Another limitation of the current study is that the Garmin Vivoactive HR device used for this study has not yet been rigorously validated for MVPA assessment (a Garmin proprietary algorithm), in ecologically valid (non-laboratory based) contexts, among the general population or among pre-operative cancer patient populations. While there are numerous appealing characteristics of commercially available devices for investigators pursuing “low-touch” options to support exercise prehab intervention development, there is consensus in the literature that commercially available devices are less accurate than other gold-standard methods of measuring variables such as heart rate, energy expenditure, and thus the calculation of time spent engaged in MVPA [36, 37]. Researchers conducting this work should consider the function of the activity tracker as part of the intervention; if precise measurement of MVPA or other activity metrics is the goal, data obtained from commercially available devices should be interpreted with caution [37]. By contrast, if the device is intended to serve as a self-monitoring tool for participants and/or if clinically relevant estimation of MVPA is the goal, commercially available devices may be a justifiable and scalable option.

5. Conclusion

This study explored the potential effectiveness of the standard of care at our facility: a surgeon-delivered exercise prescription, augmented by an activity tracker to objectively measure exercise engagement. This proof-of-concept study was the first step in a line of research to determine how to optimize our clinical practice. There are few studies in the literature regarding unsupervised exercise for patients scheduled for lung cancer surgery and none that we are aware of that do not include at least one “high-touch” resource such as motivational or supervisory telephone calls. Thus, our study makes a contribution by being one of the first to describe and assess an exclusively low-touch intervention for this patient population. This work helps us strategize how to refine and optimize the intervention prior to rigorous efficacy testing.

In the present study, proof-of-concept was indicated by the finding that nearly half of the study sample achieved the minimal clinically meaningful improvement in aerobic capacity prior to surgery as a result of participation in the intervention. However, given that half of the sample did not achieve this benchmark for improved aerobic capacity, average MVPA engagement fluctuated during the preoperative period, and the majority of participants fell short of achieving the prescribed weekly MVPA goal, our results suggest additional intervention refinement efforts are needed before the intervention is tested for efficacy. Specifically, this low touch intervention will likely need to be augmented for patients who less readily adhere to the exercise prescription and/or who may need additional resources (e.g., coaching, rehabilitation) to maximize exercise engagement.
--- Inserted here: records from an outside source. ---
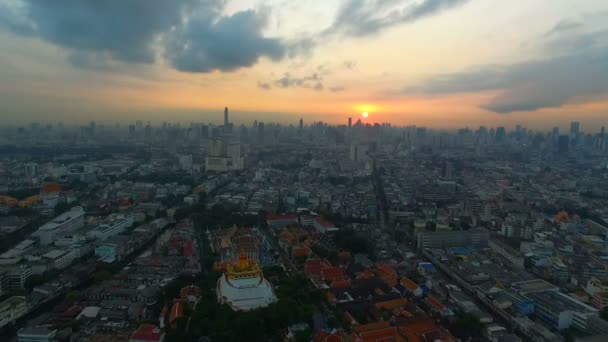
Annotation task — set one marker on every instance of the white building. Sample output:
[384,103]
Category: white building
[115,224]
[36,334]
[59,259]
[68,221]
[243,287]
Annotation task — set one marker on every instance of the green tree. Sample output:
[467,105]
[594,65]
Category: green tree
[466,325]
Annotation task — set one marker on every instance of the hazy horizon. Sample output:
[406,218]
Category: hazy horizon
[434,63]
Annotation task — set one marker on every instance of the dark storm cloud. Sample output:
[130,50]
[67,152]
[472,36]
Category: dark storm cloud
[230,43]
[364,17]
[192,35]
[122,30]
[314,81]
[576,68]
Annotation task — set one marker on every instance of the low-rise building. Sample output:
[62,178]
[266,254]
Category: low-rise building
[59,258]
[36,334]
[11,309]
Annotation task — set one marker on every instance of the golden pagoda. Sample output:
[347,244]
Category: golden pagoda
[243,286]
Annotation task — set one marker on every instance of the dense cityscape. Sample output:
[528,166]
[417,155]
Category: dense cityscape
[312,232]
[303,171]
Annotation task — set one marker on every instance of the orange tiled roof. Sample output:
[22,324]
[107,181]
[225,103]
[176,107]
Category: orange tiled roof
[376,332]
[391,304]
[324,336]
[435,303]
[407,283]
[303,251]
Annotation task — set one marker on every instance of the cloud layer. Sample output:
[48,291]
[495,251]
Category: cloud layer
[193,35]
[575,69]
[365,17]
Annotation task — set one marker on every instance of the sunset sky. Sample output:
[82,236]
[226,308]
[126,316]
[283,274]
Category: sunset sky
[438,63]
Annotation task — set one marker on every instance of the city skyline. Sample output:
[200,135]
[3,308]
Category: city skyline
[440,64]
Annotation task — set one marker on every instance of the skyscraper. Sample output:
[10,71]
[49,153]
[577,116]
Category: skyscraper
[575,127]
[260,132]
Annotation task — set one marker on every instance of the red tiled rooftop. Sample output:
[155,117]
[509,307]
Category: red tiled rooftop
[391,304]
[332,273]
[147,332]
[324,336]
[410,285]
[324,222]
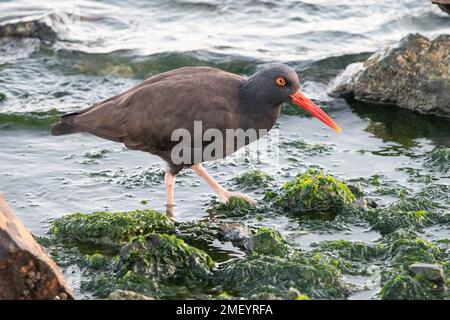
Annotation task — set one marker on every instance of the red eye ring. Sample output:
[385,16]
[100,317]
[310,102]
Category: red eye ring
[280,81]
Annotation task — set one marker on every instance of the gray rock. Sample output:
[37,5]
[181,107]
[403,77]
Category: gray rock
[444,5]
[29,29]
[236,233]
[413,74]
[128,295]
[433,272]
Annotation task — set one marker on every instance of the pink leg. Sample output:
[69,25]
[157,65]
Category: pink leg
[223,194]
[169,180]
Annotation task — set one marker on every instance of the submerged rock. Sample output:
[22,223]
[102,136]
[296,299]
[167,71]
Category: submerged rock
[110,228]
[269,242]
[160,257]
[259,276]
[26,272]
[312,192]
[433,272]
[255,179]
[29,29]
[413,74]
[197,232]
[236,233]
[404,276]
[439,158]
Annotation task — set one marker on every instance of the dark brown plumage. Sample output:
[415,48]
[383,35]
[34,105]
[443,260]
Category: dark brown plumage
[144,117]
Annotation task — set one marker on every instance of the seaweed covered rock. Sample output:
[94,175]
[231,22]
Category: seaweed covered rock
[26,272]
[353,257]
[197,232]
[400,277]
[269,242]
[161,257]
[238,234]
[406,287]
[439,158]
[254,179]
[110,228]
[235,207]
[312,192]
[387,220]
[412,74]
[260,276]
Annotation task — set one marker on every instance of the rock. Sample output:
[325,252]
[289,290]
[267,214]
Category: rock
[433,272]
[413,74]
[110,228]
[128,295]
[444,5]
[234,232]
[29,29]
[26,272]
[161,257]
[312,192]
[267,241]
This future work might involve developing a triage system to identify patients who can successfully adhere to the pre-operative exercise prescription with only “low-touch” support and those who could benefit from additional resources and high-touch forms of support.

Funding:

This study was funded by a Population Sciences Developmental Pilot Fund award from the Norris Cotton Cancer Center, Lebanon, NH. Dr. Batsis’ was supported, in part by the National Institute On Aging (NIA) under Award Number K23AG051681, The Dartmouth Clinical and Translational Science Institute, under award number UL1TR001086 from the National Center for Advancing Translational Sciences (NCATS). Drs. Lyons and Batsis were supported in part by the Dartmouth Health Promotion and Disease Prevention Research Center (Cooperative Agreement Number U48DP005018) from the Centers for Disease Control and Prevention. Dr. Stevens was supported by the National Institute of Mental Health under Award Number T32MH073553. The funding sources had no role in study design, data collection, analysis, or interpretation.

Footnotes

Competing Interests: Dr. Batsis has received honoraria from the Royal College of Physicians of Ireland, Endocrine Society, and Dinse, Knapp, McAndrew LLL legal firm. The other authors have no conflicts of interest to declare.

Trial Registration: The study protocol was registered with ClinicalTrials.gov prior to initiating participant recruitment (NCT03162718).